Bilello John F, Davis James W, Lemaster Deborah, Townsend Ricard N, Parks Steven N, Sue Lawrence P, Kaups Krista L, Groom Tammi, Egbalieh Babak
Department of Surgery, University of California, Community Regional Medical Center, Fresno, California 93721-1324, USA.
J Trauma. 2011 May;70(5):1038-42. doi: 10.1097/TA.0b013e31819638d0.
Trauma activation for prehospital hypotension in blunt trauma is controversial. Some patients subsequently arrive at the trauma center normotensive, but they can still have life-threatening injuries. Admission base deficit (BD)≤-6 correlates with injury severity, transfusion requirement, and mortality. Can admission BD be used to discriminate those severely injured patients who arrive normotensive but "crump," (i.e., become hypotensive again) in the Emergency Department? The purpose is to determine whether admission BD<-6 discriminates patients at risk for future bouts of unexpected hypotension during evaluation.
Retrospective chart review was performed on all blunt trauma admissions at a Level I trauma center from August 2002 through July 2007. Hypotension was defined as a systolic blood pressure≤90 mm Hg. Patients who were hypotensive in the field but normotensive upon arrival in the emergency department (ED) were included. Age, gender, injury severe score, arterial blood gas analysis, results of focused abdominal sonogram for trauma (FAST), computed tomography, intravenous fluid administration, blood transfusions, and the presence of repeat bouts of hypotension were noted. Patients were stratified by BD≤-6 or ≥-5. Statistical analysis was performed using paired t test, χ, and logistic regression analysis with significance attributed to p<0.05.
During the 5-year period, 231 blunt trauma patients had hypotension in the field with subsequent normotension on admission to the ED. Of these, 189 patients had admission BD data recorded. Patients with a BD≤-6 were significantly more likely to have repeat hypotension (78% vs. 30%, p<0.001).

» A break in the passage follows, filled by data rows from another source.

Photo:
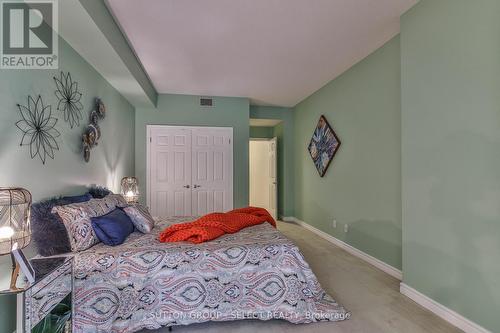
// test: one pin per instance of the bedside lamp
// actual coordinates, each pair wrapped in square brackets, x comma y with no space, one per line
[130,189]
[15,228]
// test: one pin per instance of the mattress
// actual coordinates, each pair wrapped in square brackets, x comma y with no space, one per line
[256,273]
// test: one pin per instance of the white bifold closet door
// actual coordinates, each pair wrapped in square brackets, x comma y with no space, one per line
[190,170]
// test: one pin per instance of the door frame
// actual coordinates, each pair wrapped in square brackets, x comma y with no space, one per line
[148,155]
[276,166]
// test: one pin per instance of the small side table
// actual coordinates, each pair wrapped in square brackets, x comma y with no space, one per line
[35,301]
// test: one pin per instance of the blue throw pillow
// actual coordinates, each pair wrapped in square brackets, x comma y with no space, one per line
[113,228]
[78,198]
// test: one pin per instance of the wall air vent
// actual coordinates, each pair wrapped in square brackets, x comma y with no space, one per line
[206,102]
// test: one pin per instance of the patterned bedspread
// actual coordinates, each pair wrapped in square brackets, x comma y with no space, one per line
[256,273]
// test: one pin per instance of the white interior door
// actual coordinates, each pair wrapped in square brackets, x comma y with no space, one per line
[170,168]
[190,170]
[263,175]
[273,177]
[212,170]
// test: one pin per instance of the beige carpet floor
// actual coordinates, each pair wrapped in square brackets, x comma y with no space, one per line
[371,295]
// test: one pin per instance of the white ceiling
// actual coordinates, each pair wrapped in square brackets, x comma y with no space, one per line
[264,122]
[276,52]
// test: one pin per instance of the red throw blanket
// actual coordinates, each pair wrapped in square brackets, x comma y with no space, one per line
[214,225]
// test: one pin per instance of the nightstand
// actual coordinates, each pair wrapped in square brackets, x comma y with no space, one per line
[45,298]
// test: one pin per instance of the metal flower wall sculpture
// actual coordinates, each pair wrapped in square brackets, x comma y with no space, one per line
[38,127]
[69,99]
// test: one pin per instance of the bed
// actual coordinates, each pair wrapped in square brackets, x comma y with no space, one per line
[256,273]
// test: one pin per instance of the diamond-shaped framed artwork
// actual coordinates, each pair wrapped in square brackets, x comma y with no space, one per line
[323,146]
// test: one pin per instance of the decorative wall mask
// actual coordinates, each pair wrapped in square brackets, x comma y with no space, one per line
[38,127]
[92,133]
[323,146]
[69,99]
[101,109]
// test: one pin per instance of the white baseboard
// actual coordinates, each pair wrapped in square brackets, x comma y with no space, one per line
[392,271]
[442,311]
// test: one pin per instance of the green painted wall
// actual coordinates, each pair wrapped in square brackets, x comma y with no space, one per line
[185,110]
[451,158]
[362,187]
[260,132]
[284,133]
[67,173]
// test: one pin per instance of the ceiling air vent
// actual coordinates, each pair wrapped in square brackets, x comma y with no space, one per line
[206,102]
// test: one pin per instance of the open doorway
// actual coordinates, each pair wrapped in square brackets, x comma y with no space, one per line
[263,174]
[265,163]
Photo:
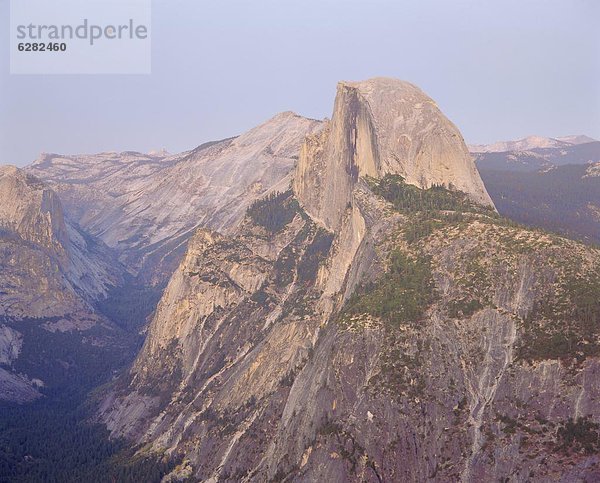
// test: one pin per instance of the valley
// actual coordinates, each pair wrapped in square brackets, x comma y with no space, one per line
[337,300]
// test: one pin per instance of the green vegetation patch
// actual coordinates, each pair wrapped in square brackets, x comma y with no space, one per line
[274,211]
[410,199]
[401,295]
[581,435]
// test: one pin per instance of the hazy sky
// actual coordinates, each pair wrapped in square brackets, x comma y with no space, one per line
[498,69]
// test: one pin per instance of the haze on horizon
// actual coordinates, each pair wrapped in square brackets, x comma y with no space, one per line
[498,70]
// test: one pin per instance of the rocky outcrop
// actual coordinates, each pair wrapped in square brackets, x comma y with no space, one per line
[147,206]
[51,274]
[382,126]
[423,337]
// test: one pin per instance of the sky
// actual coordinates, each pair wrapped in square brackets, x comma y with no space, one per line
[498,69]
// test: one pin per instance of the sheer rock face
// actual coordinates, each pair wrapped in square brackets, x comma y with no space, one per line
[382,126]
[251,371]
[49,268]
[147,206]
[50,276]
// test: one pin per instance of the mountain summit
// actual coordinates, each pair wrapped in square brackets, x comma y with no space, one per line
[382,126]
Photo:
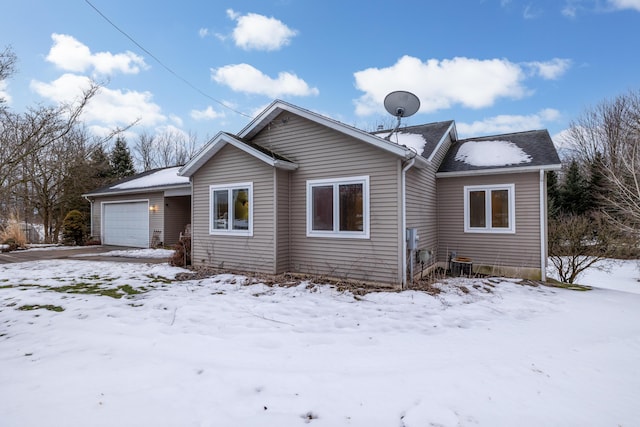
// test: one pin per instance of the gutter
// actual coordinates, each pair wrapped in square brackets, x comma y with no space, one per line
[543,232]
[495,171]
[91,212]
[403,203]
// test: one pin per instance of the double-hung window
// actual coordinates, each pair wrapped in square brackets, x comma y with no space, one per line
[338,207]
[489,209]
[231,209]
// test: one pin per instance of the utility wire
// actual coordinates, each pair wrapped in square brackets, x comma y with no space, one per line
[163,65]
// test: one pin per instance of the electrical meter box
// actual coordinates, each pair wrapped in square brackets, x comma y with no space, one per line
[412,239]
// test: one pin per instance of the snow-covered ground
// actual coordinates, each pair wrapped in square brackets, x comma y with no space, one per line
[218,352]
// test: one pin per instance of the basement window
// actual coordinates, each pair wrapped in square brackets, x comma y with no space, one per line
[338,208]
[231,209]
[489,209]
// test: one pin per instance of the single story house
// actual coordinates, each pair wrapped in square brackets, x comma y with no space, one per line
[295,191]
[146,210]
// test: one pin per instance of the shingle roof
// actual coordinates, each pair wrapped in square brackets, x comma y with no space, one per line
[431,134]
[260,148]
[161,178]
[536,146]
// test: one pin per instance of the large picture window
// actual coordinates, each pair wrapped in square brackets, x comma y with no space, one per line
[489,209]
[338,207]
[231,210]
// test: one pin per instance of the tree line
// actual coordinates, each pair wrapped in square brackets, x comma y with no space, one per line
[594,203]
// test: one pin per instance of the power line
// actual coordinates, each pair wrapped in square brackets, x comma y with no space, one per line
[185,81]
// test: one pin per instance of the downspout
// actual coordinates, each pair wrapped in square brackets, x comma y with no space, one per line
[90,215]
[543,231]
[404,221]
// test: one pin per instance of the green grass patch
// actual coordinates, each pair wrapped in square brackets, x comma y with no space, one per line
[571,286]
[84,288]
[159,279]
[49,307]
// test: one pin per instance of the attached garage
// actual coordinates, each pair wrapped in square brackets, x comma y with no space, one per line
[150,209]
[126,224]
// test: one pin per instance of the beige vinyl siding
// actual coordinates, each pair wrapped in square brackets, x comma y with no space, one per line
[421,207]
[322,153]
[282,230]
[239,253]
[156,221]
[177,214]
[519,250]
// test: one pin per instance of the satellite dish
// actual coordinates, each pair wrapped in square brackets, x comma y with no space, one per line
[400,104]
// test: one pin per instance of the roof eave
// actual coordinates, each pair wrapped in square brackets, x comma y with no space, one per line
[278,106]
[499,171]
[117,192]
[450,130]
[219,142]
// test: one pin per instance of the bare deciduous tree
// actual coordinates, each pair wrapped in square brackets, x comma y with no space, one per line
[609,135]
[144,151]
[21,135]
[579,242]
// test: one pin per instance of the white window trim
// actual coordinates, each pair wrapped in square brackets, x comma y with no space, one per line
[511,188]
[230,188]
[336,233]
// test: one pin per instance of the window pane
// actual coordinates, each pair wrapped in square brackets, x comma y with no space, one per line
[241,209]
[322,210]
[220,209]
[500,208]
[351,211]
[477,211]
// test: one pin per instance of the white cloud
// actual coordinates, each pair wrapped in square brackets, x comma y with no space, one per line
[108,107]
[207,114]
[260,32]
[69,54]
[472,83]
[247,79]
[4,95]
[531,13]
[625,4]
[508,123]
[550,70]
[176,119]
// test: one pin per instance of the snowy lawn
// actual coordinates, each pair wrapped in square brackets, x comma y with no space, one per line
[119,344]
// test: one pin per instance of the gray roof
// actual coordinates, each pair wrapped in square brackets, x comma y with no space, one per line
[432,133]
[535,146]
[152,180]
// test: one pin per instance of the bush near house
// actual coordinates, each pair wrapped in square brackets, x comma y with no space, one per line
[13,235]
[182,255]
[74,229]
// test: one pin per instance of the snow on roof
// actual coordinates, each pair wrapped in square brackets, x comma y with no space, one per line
[491,153]
[159,178]
[414,141]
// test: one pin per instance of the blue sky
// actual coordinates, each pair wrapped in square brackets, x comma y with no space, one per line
[493,66]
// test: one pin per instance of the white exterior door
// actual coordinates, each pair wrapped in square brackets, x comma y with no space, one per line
[126,224]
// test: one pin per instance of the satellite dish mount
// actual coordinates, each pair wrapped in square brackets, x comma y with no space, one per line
[400,104]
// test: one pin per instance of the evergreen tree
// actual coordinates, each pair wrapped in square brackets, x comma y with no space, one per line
[121,160]
[574,193]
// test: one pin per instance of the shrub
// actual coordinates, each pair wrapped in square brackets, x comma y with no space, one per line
[182,255]
[13,235]
[74,228]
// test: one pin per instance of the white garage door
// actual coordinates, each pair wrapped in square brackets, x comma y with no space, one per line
[126,224]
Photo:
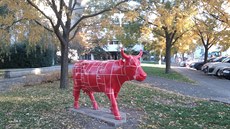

Overall mortality was 13% (24 of 189), but patients with repeat hypotension had greater mortality (24% vs. 5%, p<0.003).
Blunt trauma patients with repeat episodes of hypotension have significantly greater mortality. Patients with transient field hypotension and a BD≤-6 are more than twice as likely to have repeat hypotension (crump). This study reinforces the need for early arterial blood gases and trauma team involvement in the evaluation of these patients. Patients with BD≤-6 should have early invasive monitoring, liberal use of repeat FAST exams, and careful resuscitation before computed tomography scanning. Surgeons should have a low threshold for taking such patients to the operating room.
钝性创伤患者院前低血压的创伤激活存在争议。一些患者随后到达创伤中心时血压正常,但仍可能有危及生命的损伤。入院碱缺失(BD)≤ -6与损伤严重程度、输血需求及死亡率相关。入院BD能否用于鉴别那些到达时血压正常但在急诊科“病情恶化”(即再次出现低血压)的重伤患者?目的是确定入院BD < -6能否鉴别评估期间有未来意外低血压发作风险的患者。
对2002年8月至2007年7月期间在一级创伤中心收治的所有钝性创伤患者进行回顾性病历审查。低血压定义为收缩压≤90 mmHg。纳入在现场低血压但到达急诊科时血压正常的患者。记录年龄、性别、损伤严重程度评分、动脉血气分析、创伤重点腹部超声(FAST)结果、计算机断层扫描、静脉输液、输血情况以及是否再次出现低血压。患者按BD≤ -6或≥ -5分层。采用配对t检验、χ检验及逻辑回归分析进行统计分析,p < 0.05具有统计学意义。
在这5年期间,231例钝性创伤患者在现场出现低血压,随后入院时血压正常。其中,189例患者记录了入院BD数据。BD≤ -6的患者再次出现低血压的可能性显著更高(78%对30%,p < 0.001)。总体死亡率为13%(189例中的24例),但再次出现低血压的患者死亡率更高(24%对5%,p < 0.003)。
反复出现低血压的钝性创伤患者死亡率显著更高。现场短暂低血压且BD≤ -6的患者再次出现低血压(病情恶化)的可能性是前者的两倍多。本研究强化了早期进行动脉血气分析及创伤团队参与评估这些患者的必要性。BD≤ -6的患者应早期进行有创监测,多次使用FAST检查,并在计算机断层扫描前谨慎复苏。外科医生应降低将此类患者送手术室的阈值。